Background & Motivation¶

Speed Bottleneck of 3DGS: While 3DGS achieves real-time rendering on desktop GPUs, it is still far from real-time on edge devices (e.g., mobile phones), and suffers from large model sizes.
Two Factors in Rendering Cost: The rendering cost of 3DGS is proportional to the number of Gaussians multiplied by the number of pixels processed per Gaussian.

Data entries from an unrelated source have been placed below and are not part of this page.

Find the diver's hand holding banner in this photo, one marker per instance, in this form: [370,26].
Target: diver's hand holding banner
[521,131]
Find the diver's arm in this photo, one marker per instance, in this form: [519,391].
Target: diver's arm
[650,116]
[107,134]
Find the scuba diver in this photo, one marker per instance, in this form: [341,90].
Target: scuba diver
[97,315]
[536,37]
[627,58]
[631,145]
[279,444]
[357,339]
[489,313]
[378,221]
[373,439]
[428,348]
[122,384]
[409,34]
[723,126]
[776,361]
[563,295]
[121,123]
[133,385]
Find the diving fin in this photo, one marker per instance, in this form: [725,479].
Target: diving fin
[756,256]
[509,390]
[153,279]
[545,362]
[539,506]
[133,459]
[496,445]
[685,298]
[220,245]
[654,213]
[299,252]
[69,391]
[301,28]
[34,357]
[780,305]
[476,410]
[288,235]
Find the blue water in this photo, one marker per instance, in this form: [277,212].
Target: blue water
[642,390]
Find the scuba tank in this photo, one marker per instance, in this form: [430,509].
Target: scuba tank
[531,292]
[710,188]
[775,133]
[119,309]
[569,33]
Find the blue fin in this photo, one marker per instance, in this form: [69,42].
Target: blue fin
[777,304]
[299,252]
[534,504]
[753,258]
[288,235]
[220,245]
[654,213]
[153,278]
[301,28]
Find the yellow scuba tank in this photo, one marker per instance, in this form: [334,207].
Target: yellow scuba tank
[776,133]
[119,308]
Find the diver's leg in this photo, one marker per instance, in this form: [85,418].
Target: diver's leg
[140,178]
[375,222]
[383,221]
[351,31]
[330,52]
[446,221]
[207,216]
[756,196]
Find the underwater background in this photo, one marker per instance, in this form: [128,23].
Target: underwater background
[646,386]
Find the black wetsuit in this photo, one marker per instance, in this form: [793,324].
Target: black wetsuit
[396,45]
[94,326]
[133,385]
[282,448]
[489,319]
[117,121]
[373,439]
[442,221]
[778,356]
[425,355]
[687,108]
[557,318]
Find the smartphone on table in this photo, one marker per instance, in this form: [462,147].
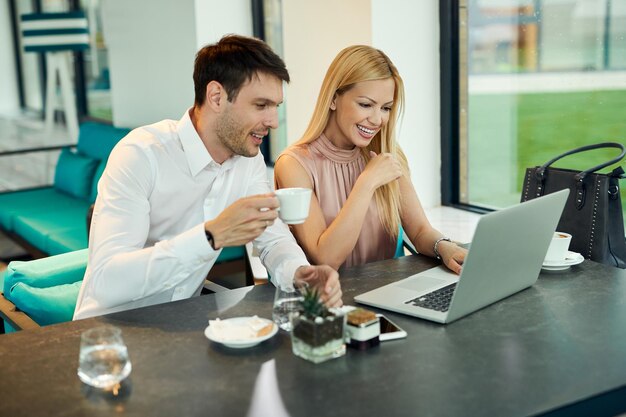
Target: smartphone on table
[389,330]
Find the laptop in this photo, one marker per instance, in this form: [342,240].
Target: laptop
[505,257]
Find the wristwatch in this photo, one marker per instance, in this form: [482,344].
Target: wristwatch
[436,246]
[209,238]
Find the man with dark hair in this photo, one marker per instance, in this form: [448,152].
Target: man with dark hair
[175,193]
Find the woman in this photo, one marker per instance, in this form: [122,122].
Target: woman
[362,192]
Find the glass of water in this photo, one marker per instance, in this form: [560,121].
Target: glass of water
[287,300]
[103,361]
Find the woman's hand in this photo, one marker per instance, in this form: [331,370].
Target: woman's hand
[381,169]
[452,255]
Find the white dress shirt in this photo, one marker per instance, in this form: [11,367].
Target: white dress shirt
[147,243]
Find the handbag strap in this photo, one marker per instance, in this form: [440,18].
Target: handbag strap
[581,175]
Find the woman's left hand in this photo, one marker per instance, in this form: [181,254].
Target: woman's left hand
[452,256]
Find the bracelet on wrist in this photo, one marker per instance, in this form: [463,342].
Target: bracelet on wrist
[436,245]
[209,238]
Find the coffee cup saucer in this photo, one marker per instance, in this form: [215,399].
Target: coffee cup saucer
[572,258]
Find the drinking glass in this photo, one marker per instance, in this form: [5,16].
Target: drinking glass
[103,360]
[287,300]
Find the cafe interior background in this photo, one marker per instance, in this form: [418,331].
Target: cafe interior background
[492,86]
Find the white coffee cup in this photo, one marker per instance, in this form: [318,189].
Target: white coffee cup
[559,246]
[294,204]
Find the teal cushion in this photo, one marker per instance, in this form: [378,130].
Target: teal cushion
[46,272]
[96,178]
[68,240]
[24,203]
[8,328]
[97,140]
[41,227]
[46,305]
[74,174]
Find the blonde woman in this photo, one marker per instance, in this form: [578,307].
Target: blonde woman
[348,156]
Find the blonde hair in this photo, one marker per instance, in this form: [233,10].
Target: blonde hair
[352,65]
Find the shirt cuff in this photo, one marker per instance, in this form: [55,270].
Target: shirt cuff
[286,271]
[192,246]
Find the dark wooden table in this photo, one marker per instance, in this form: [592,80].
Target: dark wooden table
[557,348]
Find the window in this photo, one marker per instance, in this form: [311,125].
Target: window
[536,78]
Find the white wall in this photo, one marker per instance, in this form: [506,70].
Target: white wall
[313,33]
[151,44]
[9,100]
[216,18]
[408,32]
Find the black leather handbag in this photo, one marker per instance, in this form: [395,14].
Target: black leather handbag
[593,212]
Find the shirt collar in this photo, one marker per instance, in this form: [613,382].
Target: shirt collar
[196,153]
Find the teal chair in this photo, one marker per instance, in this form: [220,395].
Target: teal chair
[44,291]
[41,292]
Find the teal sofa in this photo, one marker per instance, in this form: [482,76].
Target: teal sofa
[44,291]
[53,220]
[41,292]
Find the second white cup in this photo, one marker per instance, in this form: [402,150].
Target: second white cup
[557,251]
[294,204]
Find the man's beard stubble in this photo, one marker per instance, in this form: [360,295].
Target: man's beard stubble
[233,136]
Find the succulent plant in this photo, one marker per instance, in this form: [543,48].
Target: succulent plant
[312,306]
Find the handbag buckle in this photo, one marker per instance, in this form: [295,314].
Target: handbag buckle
[580,192]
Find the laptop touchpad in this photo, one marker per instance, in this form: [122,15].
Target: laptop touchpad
[422,283]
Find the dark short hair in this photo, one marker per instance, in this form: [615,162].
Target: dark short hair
[231,62]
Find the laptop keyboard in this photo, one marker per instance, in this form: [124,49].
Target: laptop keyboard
[438,300]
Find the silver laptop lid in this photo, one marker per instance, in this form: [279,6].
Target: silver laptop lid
[507,252]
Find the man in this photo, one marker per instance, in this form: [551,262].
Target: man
[174,193]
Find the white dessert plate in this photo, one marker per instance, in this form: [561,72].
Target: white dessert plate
[572,258]
[240,343]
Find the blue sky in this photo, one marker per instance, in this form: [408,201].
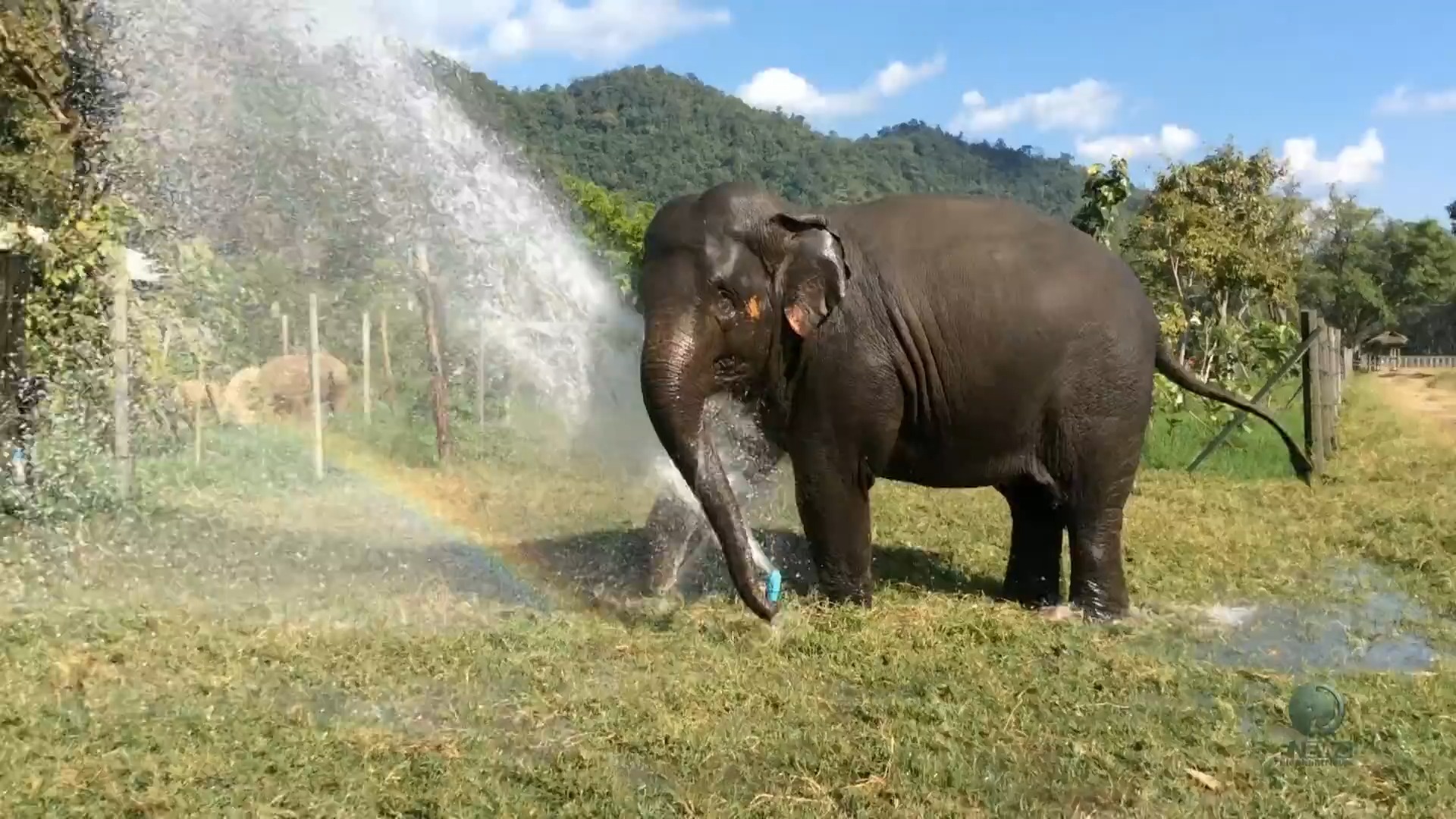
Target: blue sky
[1372,86]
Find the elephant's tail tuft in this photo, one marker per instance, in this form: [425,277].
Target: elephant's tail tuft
[1175,372]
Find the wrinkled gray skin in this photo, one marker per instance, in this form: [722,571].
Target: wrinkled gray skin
[944,341]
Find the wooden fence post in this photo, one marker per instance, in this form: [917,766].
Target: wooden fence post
[1299,354]
[479,378]
[383,341]
[438,391]
[197,416]
[15,284]
[366,340]
[1313,406]
[316,385]
[121,371]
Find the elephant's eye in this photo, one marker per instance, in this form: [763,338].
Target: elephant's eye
[727,297]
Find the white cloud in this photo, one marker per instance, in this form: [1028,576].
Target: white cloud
[1402,101]
[1171,142]
[781,88]
[1088,105]
[509,30]
[1351,167]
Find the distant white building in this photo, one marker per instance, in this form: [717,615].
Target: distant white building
[139,265]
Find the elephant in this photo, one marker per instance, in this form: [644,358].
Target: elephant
[948,341]
[286,387]
[242,397]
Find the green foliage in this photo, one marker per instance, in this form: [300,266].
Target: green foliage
[1367,273]
[655,134]
[1219,249]
[1101,196]
[615,224]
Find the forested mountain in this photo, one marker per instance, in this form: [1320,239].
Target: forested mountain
[655,134]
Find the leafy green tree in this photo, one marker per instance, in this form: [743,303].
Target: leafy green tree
[1366,271]
[1101,196]
[615,224]
[1220,248]
[57,114]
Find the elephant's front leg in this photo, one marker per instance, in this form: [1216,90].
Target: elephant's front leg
[833,502]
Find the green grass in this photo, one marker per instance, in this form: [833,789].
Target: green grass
[1253,452]
[273,648]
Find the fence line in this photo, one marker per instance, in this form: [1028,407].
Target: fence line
[1326,365]
[1398,362]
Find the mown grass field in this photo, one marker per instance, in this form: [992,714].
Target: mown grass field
[408,642]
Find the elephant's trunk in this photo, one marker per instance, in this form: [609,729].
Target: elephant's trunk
[677,379]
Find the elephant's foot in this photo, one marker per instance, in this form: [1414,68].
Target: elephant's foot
[1072,611]
[1034,592]
[1103,608]
[1056,614]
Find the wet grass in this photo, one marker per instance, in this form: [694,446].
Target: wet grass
[363,678]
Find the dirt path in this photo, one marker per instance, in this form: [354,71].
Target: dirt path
[1426,394]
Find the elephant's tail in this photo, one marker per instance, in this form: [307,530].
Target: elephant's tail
[1175,372]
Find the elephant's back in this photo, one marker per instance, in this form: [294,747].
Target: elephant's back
[959,259]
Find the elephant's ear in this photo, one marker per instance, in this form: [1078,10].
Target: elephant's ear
[813,275]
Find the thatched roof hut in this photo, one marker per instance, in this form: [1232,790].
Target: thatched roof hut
[1388,340]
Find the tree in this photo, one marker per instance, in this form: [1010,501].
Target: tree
[1367,273]
[55,114]
[1101,194]
[1219,246]
[1346,267]
[617,224]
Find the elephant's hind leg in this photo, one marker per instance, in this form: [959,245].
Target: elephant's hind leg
[1104,480]
[1034,567]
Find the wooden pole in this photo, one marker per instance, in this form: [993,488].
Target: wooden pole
[1258,401]
[389,371]
[479,379]
[121,371]
[364,337]
[316,385]
[17,271]
[438,391]
[197,417]
[1310,324]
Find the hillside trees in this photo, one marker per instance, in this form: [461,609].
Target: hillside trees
[651,134]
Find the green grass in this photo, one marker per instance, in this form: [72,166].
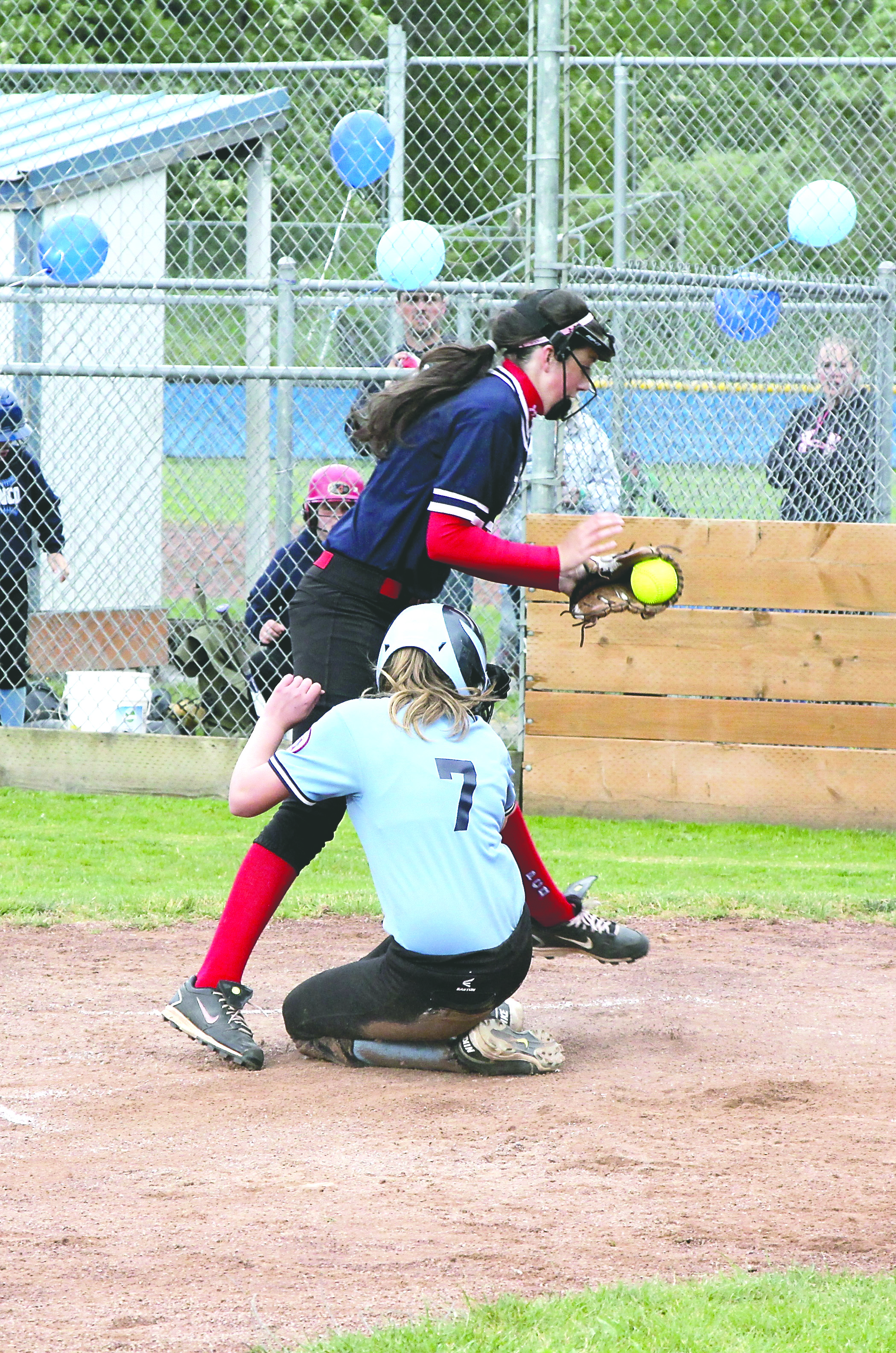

Speedy-Splat optimizes both factors simultaneously.
Conservativeness of Tile Assignment: Original 3DGS uses the maximum eigenvalue to calculate a bounding circle and then an axis-aligned bounding square to determine the tile intersection region, heavily overestimating the actual span of Gaussians by ignoring opacity \(\sigma_i\) and elliptical shape information.
Gaussian Redundancy: Numerous studies show that about 90% of Gaussians in 3DGS models are redundant and can be pruned without sacrificing visual quality.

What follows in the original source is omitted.